Gigabyte M.2 PCIe SSD 256GB Review (Page 2 of 11)

Page 2 - A Closer Look, Test System

I know this is not our first M.2 drive in our hands before, as that honor technically goes to the Kingston HyperX Predator my colleague Jonathan Kwan reviewed back in 2015. Even so, I have always been fascinated at the small size of this form factor. Considering it is about the size of some sticks of gum, it floors me with the diminutive size. The Gigabyte SSD is an M.2 2280 size, which means it is 22mm by 80mm, hence its numerical designation. The Gigabyte M.2 PCIe SSD 256GB works on the NVMe 1.3 logical device interface and plugs into compatible motherboards directly. Electrically, M.2 NVMe interfaces with PCIe 3.0. The Gigabyte M.2 PCIe uses two lanes for up to 2000MB/s bandwidth in each direction compared to four lanes for higher-end NVMe drives. From the label, you can see this Gigabyte SSD is made in Taiwan.

On the underside of the Gigabyte M.2 PCIe SSD 256GB, you will find no components to be interested in. A label directly on the back of the drive shows miscellaneous information, including all the certification and disposal information symbols. From the left label, you can see again we have the 256GB capacity printed here.
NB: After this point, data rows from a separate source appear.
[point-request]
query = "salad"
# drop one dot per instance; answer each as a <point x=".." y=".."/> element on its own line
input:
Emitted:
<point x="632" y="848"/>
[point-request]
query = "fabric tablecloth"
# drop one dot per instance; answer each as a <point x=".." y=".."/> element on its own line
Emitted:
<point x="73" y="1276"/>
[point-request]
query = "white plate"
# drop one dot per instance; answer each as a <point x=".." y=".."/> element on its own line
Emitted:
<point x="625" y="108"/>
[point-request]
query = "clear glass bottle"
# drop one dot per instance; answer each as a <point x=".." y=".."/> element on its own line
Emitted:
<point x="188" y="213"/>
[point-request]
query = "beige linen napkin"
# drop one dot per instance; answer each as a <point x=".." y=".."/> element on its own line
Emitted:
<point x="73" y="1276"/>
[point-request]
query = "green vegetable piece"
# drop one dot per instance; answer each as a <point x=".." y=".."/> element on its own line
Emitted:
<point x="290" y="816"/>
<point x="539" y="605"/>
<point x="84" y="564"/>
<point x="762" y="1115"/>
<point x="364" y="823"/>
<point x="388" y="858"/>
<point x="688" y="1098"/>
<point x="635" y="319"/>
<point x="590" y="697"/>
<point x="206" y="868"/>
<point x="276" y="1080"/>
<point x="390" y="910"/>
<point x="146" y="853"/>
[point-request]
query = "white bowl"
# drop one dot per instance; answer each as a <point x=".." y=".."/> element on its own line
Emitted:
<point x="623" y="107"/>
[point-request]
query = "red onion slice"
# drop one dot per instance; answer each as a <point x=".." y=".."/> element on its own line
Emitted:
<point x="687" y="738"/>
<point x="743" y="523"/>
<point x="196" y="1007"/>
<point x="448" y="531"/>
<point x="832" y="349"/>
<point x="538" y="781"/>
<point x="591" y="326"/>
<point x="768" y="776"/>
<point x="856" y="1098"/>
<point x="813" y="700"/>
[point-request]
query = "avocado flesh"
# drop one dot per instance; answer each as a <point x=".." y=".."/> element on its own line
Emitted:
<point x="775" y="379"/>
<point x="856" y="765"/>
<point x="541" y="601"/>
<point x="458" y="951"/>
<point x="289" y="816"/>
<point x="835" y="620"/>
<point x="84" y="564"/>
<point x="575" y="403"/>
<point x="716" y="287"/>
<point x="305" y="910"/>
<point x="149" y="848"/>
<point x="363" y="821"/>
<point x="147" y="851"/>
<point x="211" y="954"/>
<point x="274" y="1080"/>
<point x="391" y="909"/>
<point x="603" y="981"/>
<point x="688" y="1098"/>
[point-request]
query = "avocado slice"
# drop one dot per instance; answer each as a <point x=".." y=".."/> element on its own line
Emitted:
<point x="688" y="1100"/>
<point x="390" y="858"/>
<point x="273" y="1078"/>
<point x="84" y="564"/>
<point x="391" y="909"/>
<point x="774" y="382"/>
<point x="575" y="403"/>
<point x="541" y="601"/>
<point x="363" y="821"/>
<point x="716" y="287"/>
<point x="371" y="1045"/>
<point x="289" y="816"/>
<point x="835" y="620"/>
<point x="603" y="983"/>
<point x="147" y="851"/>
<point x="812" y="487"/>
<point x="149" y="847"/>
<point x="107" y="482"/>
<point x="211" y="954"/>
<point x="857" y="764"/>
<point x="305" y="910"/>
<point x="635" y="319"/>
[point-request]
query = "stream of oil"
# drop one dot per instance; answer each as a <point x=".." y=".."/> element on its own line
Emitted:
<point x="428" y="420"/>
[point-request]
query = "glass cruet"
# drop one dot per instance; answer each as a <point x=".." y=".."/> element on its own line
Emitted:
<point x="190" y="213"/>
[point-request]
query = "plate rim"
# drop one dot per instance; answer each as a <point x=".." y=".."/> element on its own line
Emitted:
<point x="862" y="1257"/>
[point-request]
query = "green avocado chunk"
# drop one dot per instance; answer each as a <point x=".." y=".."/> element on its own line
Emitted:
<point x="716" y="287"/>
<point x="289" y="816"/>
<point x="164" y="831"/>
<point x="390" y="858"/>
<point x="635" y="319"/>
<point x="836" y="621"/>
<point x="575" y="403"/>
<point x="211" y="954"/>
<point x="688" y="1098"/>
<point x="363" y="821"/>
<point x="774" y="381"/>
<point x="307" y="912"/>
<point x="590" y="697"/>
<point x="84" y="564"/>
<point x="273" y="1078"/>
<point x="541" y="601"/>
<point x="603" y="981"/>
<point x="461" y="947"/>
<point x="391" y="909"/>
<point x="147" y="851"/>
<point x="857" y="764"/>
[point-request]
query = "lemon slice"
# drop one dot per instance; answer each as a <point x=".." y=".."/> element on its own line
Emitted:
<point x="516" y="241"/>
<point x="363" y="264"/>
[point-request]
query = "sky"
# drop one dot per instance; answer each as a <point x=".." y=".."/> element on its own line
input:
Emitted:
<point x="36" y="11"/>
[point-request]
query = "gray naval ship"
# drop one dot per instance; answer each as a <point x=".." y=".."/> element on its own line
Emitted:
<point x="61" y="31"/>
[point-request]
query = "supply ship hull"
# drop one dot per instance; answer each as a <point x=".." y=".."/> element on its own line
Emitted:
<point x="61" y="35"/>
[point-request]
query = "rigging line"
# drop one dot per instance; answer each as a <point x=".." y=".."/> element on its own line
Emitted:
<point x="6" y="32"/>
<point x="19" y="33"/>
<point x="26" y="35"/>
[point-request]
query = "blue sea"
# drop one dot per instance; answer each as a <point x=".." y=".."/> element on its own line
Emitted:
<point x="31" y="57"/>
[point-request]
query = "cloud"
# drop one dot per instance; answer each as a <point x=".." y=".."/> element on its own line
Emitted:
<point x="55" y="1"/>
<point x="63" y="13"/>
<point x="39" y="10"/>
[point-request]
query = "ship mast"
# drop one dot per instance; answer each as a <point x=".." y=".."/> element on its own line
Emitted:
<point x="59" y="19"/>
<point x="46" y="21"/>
One interesting thing I have noticed is the fact the Gigabyte labels on both sides reminds me of some of the Samsung M.2 drives, at least with its color scheme. Otherwise, there really is not much else to be interested in here.

Peeling the top label back, we can see there are two major different components underneath. The first is a Phison PS5008-E8T. This controller is actually designed to be used without any onboard memory, and to mitigate the negative performance effects of such a design, the NVMe Host Memory Buffer feature was added. As such, we do not have any DRAM chips here. Otherwise, the PS5008-E8T is fabricated on the 40nm process, and is a dual-core chip with End-to-End Data Path Protection, StrongECC, SmartECC, SmartFlush, GuaranteedFlush, and Built-in Static and Dynamic Wear-Leveling support. According to Gigabyte, the rated power consumption is 0.05W idle, 2.2W read, and 2.1W write.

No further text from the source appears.